A l'occasion de la parution du cinquième numéro de l'excellente revue Ravages, il y eut débats et lectures théâtralisées dans une salle de l'Odéon, mercredi dernier, 28 septembre, et le singulier Georges Marbeck a donné la réplique à une actrice jouant le rôle du célèbre abbé de Choisy
, connu pour aimer se déguiser en femme, prélude à toutes sortes d'intrigues, et par ailleurs brillant homme de lettres. Parmi quelques-unes des répliques lues ce soir-là (et tirées de son oeuvre), deux se détachent par leur originalité.

Dans la première, l'abbé licencieux justifie son plaisir à se déguiser en femme par le fait que les femmes savent se faire aimer pour leur beauté, et que ce serait dommage de s'en priver :

J'ai cherché d'où me vient un plaisir si bizarre, le voici : le propre de Dieu est d'être aimé, adoré ; l'homme, autant que sa faiblesse le permet, ambitionne la même chose ; or, comme c'est la beauté qui fait naître l'amour et qu'elle est ordinairement le partage des femmes, quand il arrive que des hommes ont ou croient avoir quelques traits de beauté qui peuvent les faire aimer, ils tâchent de les augmenter par les ajustements des femmes, qui sont fort avantageux. Ils sentent alors le plaisir inexprimable d'être aimé. J'ai senti plus d'une fois ce que je dis par une douce expérience, et quand je me suis trouvé à des bals et à des comédies, avec de belles robes, des diamants et des mouches, et que j'ai entendu dire tout bas auprès de moi "Voilà une belle personne", j'ai goûté en moi-même un plaisir qui ne peut être comparé à rien, tant il est grand. L'ambition, les richesses, l'amour même ne l'égalent pas, parce que nous nous aimons toujours mieux que nous n'aimons les autres."

Dans la seconde, il est très drôle à parler du jeu comme du plaisir le plus "solide" qui soit...

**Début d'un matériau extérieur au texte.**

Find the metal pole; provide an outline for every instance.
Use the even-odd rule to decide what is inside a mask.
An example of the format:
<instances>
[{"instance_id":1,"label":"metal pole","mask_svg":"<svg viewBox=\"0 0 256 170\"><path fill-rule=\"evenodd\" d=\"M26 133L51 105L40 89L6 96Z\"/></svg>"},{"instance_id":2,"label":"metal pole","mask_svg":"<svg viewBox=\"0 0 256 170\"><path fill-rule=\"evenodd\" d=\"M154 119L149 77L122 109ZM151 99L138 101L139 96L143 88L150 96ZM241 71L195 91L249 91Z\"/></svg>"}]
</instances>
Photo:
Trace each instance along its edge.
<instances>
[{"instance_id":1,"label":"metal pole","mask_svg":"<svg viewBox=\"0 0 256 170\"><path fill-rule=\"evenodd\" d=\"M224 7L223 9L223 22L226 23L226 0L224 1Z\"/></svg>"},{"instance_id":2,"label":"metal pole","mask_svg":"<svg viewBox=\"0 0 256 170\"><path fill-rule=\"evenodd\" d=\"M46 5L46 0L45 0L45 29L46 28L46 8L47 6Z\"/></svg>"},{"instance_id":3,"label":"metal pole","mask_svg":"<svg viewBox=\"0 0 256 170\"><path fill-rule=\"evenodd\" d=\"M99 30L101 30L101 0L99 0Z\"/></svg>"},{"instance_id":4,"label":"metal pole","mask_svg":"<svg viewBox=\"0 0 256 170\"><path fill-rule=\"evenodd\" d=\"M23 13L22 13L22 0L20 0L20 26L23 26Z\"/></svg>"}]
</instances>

"Quitter, si je le pouvais, toutes mes petites enfances, qui commençaient à n'être plus de saison, et m'attacher à quelque chose de plus solide ; je n'étais plus dans cette grande jeunesse qui fait tout excuser, mais je pouvais encore passer pour femme, si j'eusse voulu. J'amassai donc le plus d'argent que je pus et partis pour l'Italie avec un justaucorps et une épée. J'y ai demeuré dix ans, à Rome ou à Venise, et m'y suis abîmé dans le jeu. Une passion chasse l'autre, et celle du jeu est la première de toutes : l'amour et l'ambition s'émoussent en vieillissant, le jeu reverdit quand tout le reste se passe."